Kathleen Stewart’s “Ordinary Affects” is an Extraordinary Book

978-0-8223-4107-9-frontcoverWritten by anthropologist Kathleen Stewart and published by Duke University Press, Ordinary Affects may seem, at first glance, unremarkable and perhaps even pretentious, just another academic text published by an academic press. But Ordinary Affects, a collection of more than 100 vignettes and observations of “ordinary” American life, quietly unpacks the everyday occurrences and relations that constitute this “ordinary” in ways that are unsettling and profound. If Ordinary Affects were a work of fiction I would greatly admire it. That it is not fiction makes me obsessed with it.
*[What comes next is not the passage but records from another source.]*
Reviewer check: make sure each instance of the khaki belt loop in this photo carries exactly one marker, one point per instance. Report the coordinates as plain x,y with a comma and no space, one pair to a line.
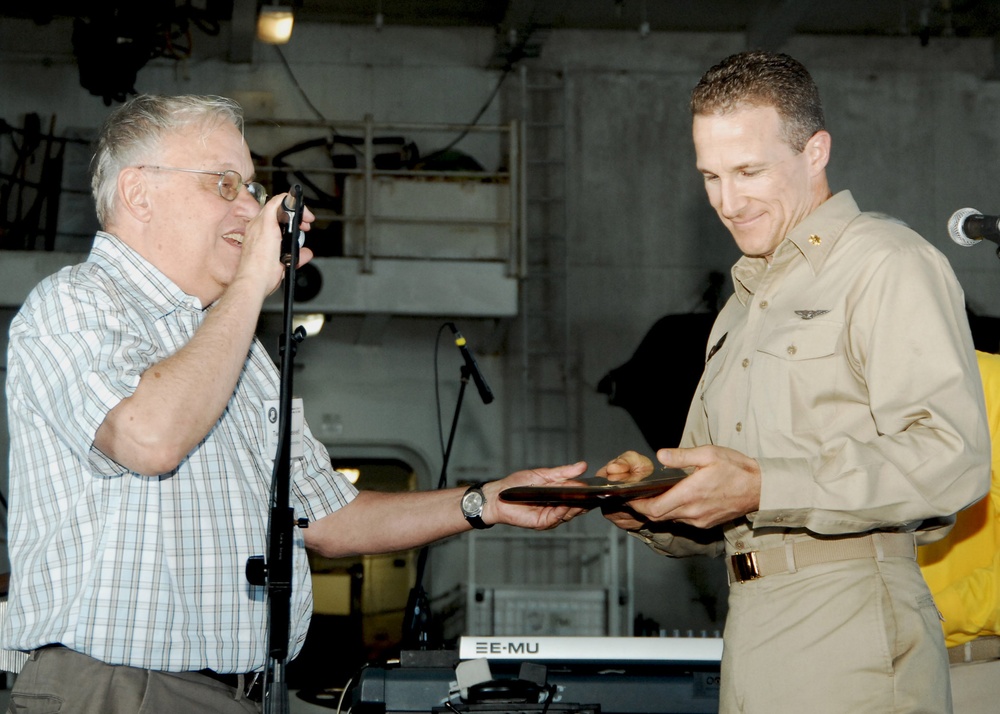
797,554
790,556
982,649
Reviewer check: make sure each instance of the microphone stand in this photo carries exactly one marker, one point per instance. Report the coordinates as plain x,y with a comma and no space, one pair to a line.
274,571
416,621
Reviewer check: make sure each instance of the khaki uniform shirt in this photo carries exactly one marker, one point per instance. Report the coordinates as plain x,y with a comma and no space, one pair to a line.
846,368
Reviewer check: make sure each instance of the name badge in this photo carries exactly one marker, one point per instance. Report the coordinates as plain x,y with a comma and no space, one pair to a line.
271,412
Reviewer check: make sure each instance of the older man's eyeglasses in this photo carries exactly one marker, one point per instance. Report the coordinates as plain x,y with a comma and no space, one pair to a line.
229,182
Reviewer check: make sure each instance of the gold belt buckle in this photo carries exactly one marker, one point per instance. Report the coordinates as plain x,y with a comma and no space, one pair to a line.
745,566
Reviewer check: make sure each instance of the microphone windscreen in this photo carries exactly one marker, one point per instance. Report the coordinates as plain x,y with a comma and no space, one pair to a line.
956,226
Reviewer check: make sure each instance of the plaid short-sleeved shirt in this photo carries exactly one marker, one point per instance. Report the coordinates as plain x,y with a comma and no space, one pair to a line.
131,569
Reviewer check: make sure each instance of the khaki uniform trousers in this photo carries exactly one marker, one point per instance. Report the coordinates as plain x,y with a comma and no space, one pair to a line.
835,638
58,680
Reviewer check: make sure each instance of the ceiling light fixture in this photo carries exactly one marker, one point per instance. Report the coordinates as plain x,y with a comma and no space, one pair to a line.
274,24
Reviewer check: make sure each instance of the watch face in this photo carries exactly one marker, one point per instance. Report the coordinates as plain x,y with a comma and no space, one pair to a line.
472,503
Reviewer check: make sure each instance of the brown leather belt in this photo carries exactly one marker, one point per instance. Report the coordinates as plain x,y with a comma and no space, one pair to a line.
252,684
981,649
799,554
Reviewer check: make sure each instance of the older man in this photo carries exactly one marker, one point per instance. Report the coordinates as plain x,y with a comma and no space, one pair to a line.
140,470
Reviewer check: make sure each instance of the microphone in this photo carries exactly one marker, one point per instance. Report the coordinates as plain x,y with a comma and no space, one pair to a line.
967,226
289,218
470,365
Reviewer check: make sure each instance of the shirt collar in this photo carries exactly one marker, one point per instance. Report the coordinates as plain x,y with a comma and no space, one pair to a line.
813,238
140,276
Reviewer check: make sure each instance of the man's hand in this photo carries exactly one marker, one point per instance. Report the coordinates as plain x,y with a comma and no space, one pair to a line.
261,251
526,516
630,466
724,485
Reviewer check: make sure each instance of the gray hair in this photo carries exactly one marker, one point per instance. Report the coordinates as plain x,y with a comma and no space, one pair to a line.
134,130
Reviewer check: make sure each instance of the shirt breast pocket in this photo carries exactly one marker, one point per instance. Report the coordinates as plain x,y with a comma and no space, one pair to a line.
794,385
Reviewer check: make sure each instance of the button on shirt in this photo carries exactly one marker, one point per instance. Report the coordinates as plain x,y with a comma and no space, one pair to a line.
848,372
131,569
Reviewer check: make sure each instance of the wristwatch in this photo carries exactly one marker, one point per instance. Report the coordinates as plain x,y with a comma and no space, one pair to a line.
472,507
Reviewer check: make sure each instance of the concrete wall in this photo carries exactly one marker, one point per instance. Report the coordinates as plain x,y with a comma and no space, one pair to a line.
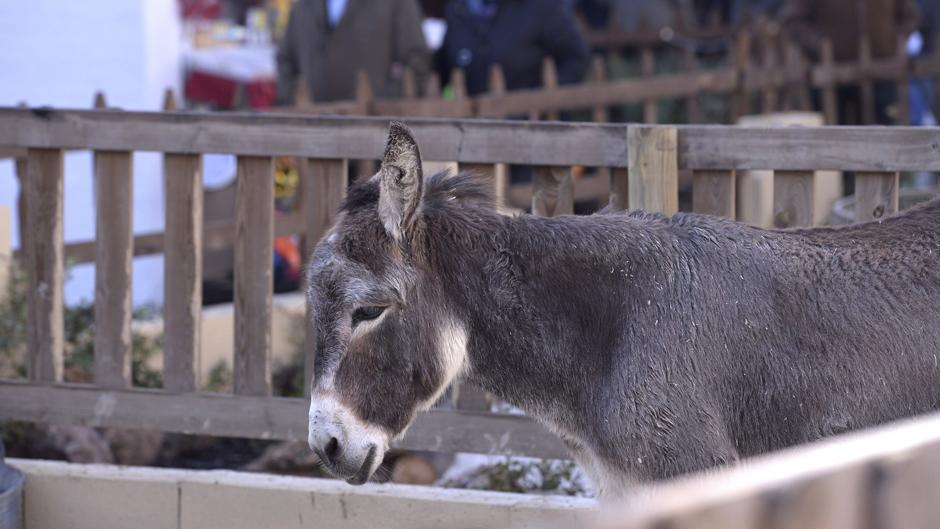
60,53
95,496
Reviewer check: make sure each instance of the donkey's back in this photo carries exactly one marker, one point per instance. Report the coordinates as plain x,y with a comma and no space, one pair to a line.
820,331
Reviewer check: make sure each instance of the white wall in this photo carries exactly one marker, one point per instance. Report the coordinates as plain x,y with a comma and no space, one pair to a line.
59,53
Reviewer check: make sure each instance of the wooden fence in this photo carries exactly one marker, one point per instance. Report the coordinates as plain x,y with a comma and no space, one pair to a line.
644,163
764,73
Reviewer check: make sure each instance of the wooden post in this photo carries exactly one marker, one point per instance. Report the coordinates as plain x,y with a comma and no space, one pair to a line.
22,171
598,76
182,271
549,83
324,190
303,99
254,247
771,78
866,83
114,247
797,72
552,191
649,70
903,117
713,193
830,105
793,198
44,264
740,100
433,88
876,195
692,109
182,268
619,189
458,82
654,168
409,84
364,95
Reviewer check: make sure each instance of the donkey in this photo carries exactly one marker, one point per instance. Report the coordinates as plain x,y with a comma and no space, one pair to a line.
652,345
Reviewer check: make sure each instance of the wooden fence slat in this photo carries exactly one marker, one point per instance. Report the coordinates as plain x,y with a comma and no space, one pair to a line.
903,80
902,499
475,141
261,418
740,99
493,172
692,108
324,190
713,193
619,189
45,264
549,82
830,104
653,166
254,242
793,198
876,195
866,83
552,191
648,66
22,169
598,76
114,191
183,252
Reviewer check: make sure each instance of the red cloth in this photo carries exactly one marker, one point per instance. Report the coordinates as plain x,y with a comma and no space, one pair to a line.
220,91
201,9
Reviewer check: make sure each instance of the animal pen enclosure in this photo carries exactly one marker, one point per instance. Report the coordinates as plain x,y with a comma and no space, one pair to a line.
644,162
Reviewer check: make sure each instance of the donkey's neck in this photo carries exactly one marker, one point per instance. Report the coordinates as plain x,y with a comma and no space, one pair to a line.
540,299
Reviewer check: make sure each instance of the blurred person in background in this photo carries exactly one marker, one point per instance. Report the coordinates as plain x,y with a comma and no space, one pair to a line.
328,41
516,34
844,23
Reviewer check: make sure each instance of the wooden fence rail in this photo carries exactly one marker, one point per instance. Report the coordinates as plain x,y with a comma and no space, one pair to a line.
885,478
644,163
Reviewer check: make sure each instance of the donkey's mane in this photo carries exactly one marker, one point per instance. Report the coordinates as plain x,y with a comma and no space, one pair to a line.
440,190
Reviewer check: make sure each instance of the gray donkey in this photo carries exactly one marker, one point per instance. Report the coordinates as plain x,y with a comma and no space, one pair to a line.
652,345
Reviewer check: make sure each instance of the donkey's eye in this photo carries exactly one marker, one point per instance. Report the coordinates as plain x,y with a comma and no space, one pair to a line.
366,313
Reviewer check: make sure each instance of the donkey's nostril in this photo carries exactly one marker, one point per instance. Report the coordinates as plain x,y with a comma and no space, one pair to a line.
332,450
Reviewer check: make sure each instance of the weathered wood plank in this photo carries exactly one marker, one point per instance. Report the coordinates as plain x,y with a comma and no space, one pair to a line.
254,247
114,235
45,264
810,148
260,418
793,198
476,141
648,68
182,308
619,189
654,173
903,497
713,193
830,105
552,191
324,190
590,95
491,172
876,195
215,235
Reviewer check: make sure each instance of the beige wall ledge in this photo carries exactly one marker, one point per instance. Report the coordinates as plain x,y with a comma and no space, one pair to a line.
94,496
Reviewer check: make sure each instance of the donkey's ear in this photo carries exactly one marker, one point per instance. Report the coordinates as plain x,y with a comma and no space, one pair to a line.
400,182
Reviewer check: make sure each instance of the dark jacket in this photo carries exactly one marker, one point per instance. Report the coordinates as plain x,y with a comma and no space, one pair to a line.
517,37
844,22
380,37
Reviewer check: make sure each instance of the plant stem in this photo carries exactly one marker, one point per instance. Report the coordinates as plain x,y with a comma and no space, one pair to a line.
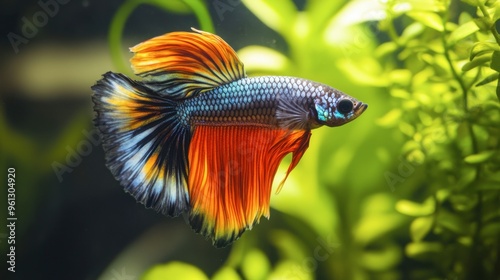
475,264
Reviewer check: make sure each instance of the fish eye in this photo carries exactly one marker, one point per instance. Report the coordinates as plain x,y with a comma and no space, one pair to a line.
345,106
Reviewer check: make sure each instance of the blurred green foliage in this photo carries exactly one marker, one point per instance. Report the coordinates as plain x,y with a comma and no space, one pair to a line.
411,189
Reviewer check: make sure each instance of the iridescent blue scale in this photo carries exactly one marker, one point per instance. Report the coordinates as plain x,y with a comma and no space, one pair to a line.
252,101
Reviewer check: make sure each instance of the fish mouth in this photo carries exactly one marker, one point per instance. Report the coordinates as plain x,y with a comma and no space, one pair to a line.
360,108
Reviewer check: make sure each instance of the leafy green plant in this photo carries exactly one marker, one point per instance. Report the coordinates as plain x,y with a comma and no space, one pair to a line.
440,65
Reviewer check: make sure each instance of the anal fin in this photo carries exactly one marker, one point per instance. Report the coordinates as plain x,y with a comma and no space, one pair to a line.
231,170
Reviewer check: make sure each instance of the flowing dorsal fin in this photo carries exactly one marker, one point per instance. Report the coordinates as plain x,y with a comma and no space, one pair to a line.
183,64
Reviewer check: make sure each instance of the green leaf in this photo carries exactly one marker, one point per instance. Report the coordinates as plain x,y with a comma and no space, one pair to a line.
479,158
462,32
483,23
481,48
263,60
491,230
452,222
495,61
226,273
428,19
498,90
255,265
279,15
390,119
471,2
174,270
490,78
478,61
382,258
420,227
414,209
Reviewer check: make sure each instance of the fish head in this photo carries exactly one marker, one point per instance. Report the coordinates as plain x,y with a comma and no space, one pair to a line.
336,108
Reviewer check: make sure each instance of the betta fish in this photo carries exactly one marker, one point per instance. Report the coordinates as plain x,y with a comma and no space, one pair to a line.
196,135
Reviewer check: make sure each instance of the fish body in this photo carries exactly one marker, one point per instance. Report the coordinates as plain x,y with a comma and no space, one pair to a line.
197,135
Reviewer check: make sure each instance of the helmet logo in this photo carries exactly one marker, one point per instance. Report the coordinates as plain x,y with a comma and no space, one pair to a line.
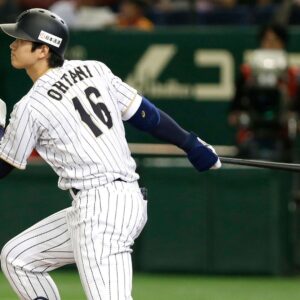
49,38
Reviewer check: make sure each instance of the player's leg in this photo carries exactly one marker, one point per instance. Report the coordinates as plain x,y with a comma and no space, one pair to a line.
27,258
104,224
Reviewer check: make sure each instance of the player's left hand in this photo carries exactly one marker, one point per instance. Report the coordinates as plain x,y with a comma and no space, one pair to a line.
202,155
2,113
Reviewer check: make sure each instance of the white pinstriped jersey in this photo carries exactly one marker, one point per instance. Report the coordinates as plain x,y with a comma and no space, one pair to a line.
73,117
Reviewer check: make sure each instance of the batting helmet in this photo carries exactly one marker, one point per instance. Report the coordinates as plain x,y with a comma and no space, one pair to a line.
41,26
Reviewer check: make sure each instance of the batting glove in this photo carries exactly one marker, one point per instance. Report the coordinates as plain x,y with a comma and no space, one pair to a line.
2,113
202,155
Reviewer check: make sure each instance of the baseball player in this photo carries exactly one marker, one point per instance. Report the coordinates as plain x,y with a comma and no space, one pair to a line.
73,116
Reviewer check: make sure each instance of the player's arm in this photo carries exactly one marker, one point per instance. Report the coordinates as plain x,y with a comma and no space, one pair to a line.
5,168
153,120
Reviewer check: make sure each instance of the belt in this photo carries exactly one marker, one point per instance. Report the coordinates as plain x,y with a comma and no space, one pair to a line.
75,191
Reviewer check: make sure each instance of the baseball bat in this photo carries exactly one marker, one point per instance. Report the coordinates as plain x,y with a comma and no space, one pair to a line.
261,164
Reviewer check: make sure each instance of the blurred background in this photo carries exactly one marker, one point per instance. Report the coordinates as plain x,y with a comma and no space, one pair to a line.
228,70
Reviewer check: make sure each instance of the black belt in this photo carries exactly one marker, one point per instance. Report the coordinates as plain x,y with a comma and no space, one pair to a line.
75,191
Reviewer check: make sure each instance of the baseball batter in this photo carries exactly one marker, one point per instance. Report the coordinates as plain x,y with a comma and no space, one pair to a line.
73,116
Though Stewart (who refers to herself as “she” and “her” in the text rather than “I” or “me”) is present in many of the vignettes, one does not get the sense that she sees herself as a stand-in for the Everyman (or “Everywoman”) of contemporary American life. She is a woman, she is white, and she is an anthropologist. Her observations are necessarily filtered through these lenses, however, the majority of the stories collected in this work are not really about her, per se–some are about people she knows or has spoken to–an ice fisherman  or a Vietnam vet or a homeless person whose friend was struck by a train, some concern stories she has seen in the news, handwritten signs, towns she has visited, experiences remembered and relayed to her by friends and family. There are deaths, violent crimes, injustices, accidents, yard sales and traffic jams, domestic disputes and grocery stores, acts of protest and (American) dreams. Within small fragments of text bearing headings like “Dryer Sheets”,  “The TV Repairman”, and “Suburban Apocalypticism”, Stewart gently and relentlessly pursues the ordinary, revealing it as trembling with potential, multi-faceted, twining and entwined. One senses there is more there, blurry and difficult to pin down.

“The ordinary” Stewart writes, “is a moving target. Not first something to make sense of, but a sense of sensations that incite. The possibility that something will snap into sense or drift by untapped” (93). Many of Stewart’s vignettes involve those moments where that something does indeed “snap into sense”, if only for a moment, a flash of recognition, of a happening, that soon dissolves back into the shuffling and shifting landscape of everyday life. In a segment called “Pipe Dreams” (98), a group of striking miners waiting in a West Virginia health clinic have realized that their strike has failed. One of them begins to fantasize about looting the governor’s mansion–“Power grows palpable in the image of high brick walls that can be breached by a potent, collective, working-class masculinity.” A something fills the room, then is gone.

As a student in an anthropology class, Ordinary Affects (written in a lyrical prose reminiscent of the way French poet Francis Ponge wrote about objects), is a refreshing addition to the more dry theoretical texts that often dominate the curriculum. As a writer, this book is an absolute gift.